Odp: czesc czołem:-)
« Odpowiedź #3 dnia: 14 Styczeń, 2020, 14:08 »
Witaj, Lukasz, rzucaj pierwsze pytania. Już wszyscy czekają z niecierpliwością...  ;)


Offline Roszada

Odp: czesc czołem:-)
« Odpowiedź #4 dnia: 14 Styczeń, 2020, 14:21 »
Witaj, Lukasz, rzucaj pierwsze pytania. Już wszyscy czekają z niecierpliwością...  ;)
Tylko niech nie pyta, jak ma na imię Ojciec Jezusa. ;)


Offline HARNAŚ

Odp: czesc czołem:-)
« Odpowiedź #5 dnia: 14 Styczeń, 2020, 15:27 »
hejka
trochę się tu rozejrzę zadam kilka pytań i zmykam  8-)
pzdr!
Uprzedzę Twoje pytanie . Nie dam , bo nie mam a nawet jakbym miał to i tak bym nie dał.  ;)


Offline lukasz312

Odp: czesc czołem:-)
« Odpowiedź #6 dnia: 15 Styczeń, 2020, 12:50 »
chcecie pytanie to macie ciekawy jestem odpowiedzi >:D

czy istota/zwierzę/roślina/anioł/bóg/człowiek może zmienić swoją naturę?

maanaa z nieba - pieniądze od wiernych


Offline Roszada

Odp: czesc czołem:-)
« Odpowiedź #7 dnia: 15 Styczeń, 2020, 12:58 »
Zależy czy w religii czy w życiu.

W teologii Chrystus prócz natury boskiej (Logos) przyjął dodatkowo ludzką (Jezus).

W ewolucji z natury zwierzęcej zmienił się ten zwierz w człowieka.

Rośliny z żyjących zmieniają się w obornik. :) Żywa natura zmieniła się w martwą naturę. ;)
« Ostatnia zmiana: 15 Styczeń, 2020, 13:01 wysłana przez Roszada »


Offline lukasz312

Odp: czesc czołem:-)
« Odpowiedź #8 dnia: 15 Styczeń, 2020, 13:05 »
Zależy czy w religii czy w życiu.

W teologii Chrystus prócz natury boskiej (Logos) przyjął dodatkowo ludzką (Jezus).

W ewolucji z natury zwierzęcej zmienił się ten zwierz w człowieka.

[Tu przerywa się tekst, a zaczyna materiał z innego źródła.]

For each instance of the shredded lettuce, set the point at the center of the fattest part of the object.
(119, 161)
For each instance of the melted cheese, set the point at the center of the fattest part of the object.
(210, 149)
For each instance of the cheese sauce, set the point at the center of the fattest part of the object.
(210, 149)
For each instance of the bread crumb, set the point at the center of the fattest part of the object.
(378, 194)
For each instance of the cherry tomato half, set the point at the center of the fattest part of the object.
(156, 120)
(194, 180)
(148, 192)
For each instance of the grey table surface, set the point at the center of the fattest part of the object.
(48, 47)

Rośliny z żyjących zmieniają się w obornik. :) Żywa natura zmieniła się w martwą naturę. ;)
;-)
maanaa z nieba - pieniądze od wiernych


Offline Moyses

  • Pionier specjalny
  • Wiadomości: 2 076
  • Polubień: 6226
  • Nie próbuj, rób albo nie rób, nie ma próbowania.
Odp: czesc czołem:-)
« Odpowiedź #9 dnia: 15 Styczeń, 2020, 13:07 »
chcecie pytanie to macie ciekawy jestem odpowiedzi >:D

czy istota/zwierzę/roślina/anioł/bóg/człowiek może zmienić swoją naturę?

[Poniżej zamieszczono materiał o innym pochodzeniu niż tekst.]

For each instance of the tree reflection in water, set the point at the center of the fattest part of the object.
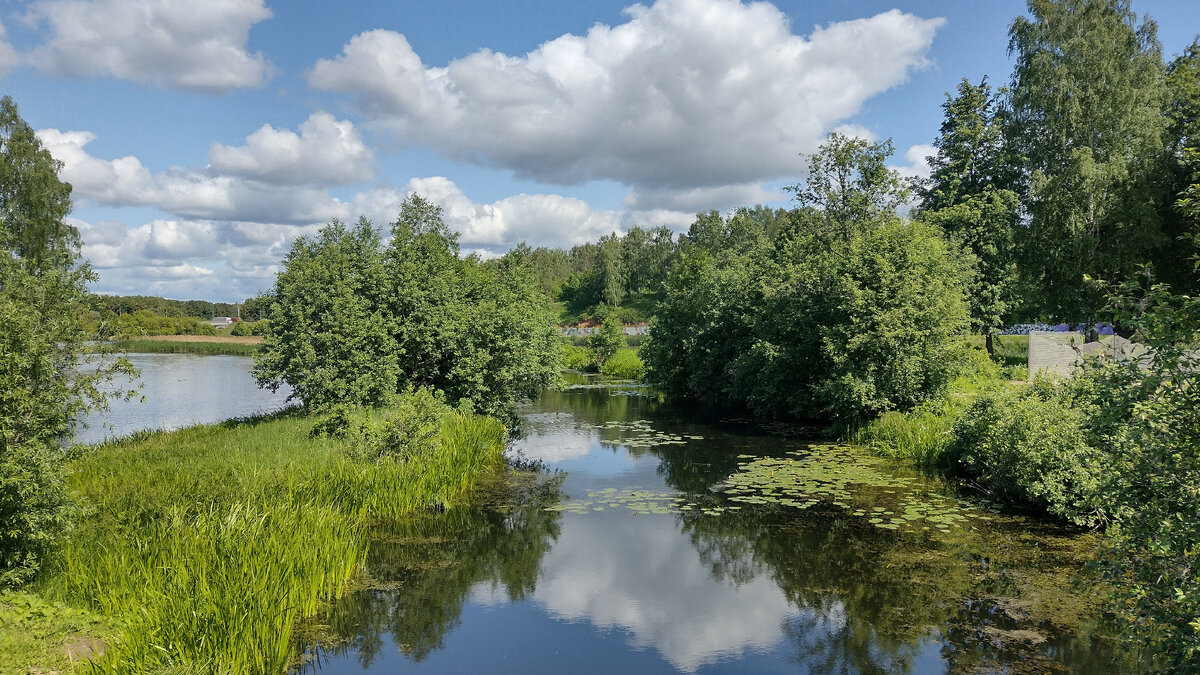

Tak. Miałem kiedyś świnkę morską. Była żywa do czasu gdy umarła. Potem zdechłą pochowałem. Trochę popłakałem. A ona zamieniła się w nawóz, na którym zasadziłem pomarańcze. Po wszystkim zjadłem owoc tej pomarańczy i myślę, że moja świnka morska jest częścią mnie. Ale to też nie prawda, ponieważ od tamtej pory wypróżniłem się wielokrotnie, niekoniecznie do kuwety. Zatem mam pytanie: czy ktoś widział moja świnkę morską? Gdzieś zagubiłem. Tylko mi nie piszcie o świniach w kosmosie! Te już znam. ;)
Niejeden Bóg zmienił się w człowieka. Dowodem na to są ludzie wierzący w to.
Dlatego czasem nachodzi mnie refleksja, czy ja, jedząc kotleta schabowego, nie zjadam przypadkiem byłej dziewczyny. Teściowa by mi przez gardło nie przeszła - więc to odpada.
Jednak mam inne osobliwe doświadczenia. Kiedyś Bóg mi się objawił w krzaku. To taka roślina większa niż marchew, a mniejsza niż sosna.
Dla mnie wszystko jest możliwe.


Offline lukasz312

Odp: czesc czołem:-)
« Odpowiedź #10 dnia: 15 Styczeń, 2020, 13:29 »
Tak. Miałem kiedyś świnkę morską. Była żywa do czasu gdy umarła. Potem zdechłą pochowałem. Trochę popłakałem. A ona zamieniła się w nawóz, na którym zasadziłem pomarańcze. Po wszystkim zjadłem owoc tej pomarańczy i myślę, że moja świnka morska jest częścią mnie. Ale to też nie prawda, ponieważ od tamtej pory wypróżniłem się wielokrotnie, niekoniecznie do kuwety. Zatem mam pytanie: czy ktoś widział moja świnkę morską? Gdzieś zagubiłem. Tylko mi nie piszcie o świniach w kosmosie! Te już znam. ;)
Niejeden Bóg zmienił się w człowieka. Dowodem na to są ludzie wierzący w to.
Dlatego czasem nachodzi mnie refleksja, czy ja, jedząc kotleta schabowego, nie zjadam przypadkiem byłej dziewczyny. Teściowa by mi przez gardło nie przeszła - więc to odpada.
Jednak mam inne osobliwe doświadczenia. Kiedyś Bóg mi się objawił w krzaku. To taka roślina większa niż marchew, a mniejsza niż sosna.
Dla mnie wszystko jest możliwe.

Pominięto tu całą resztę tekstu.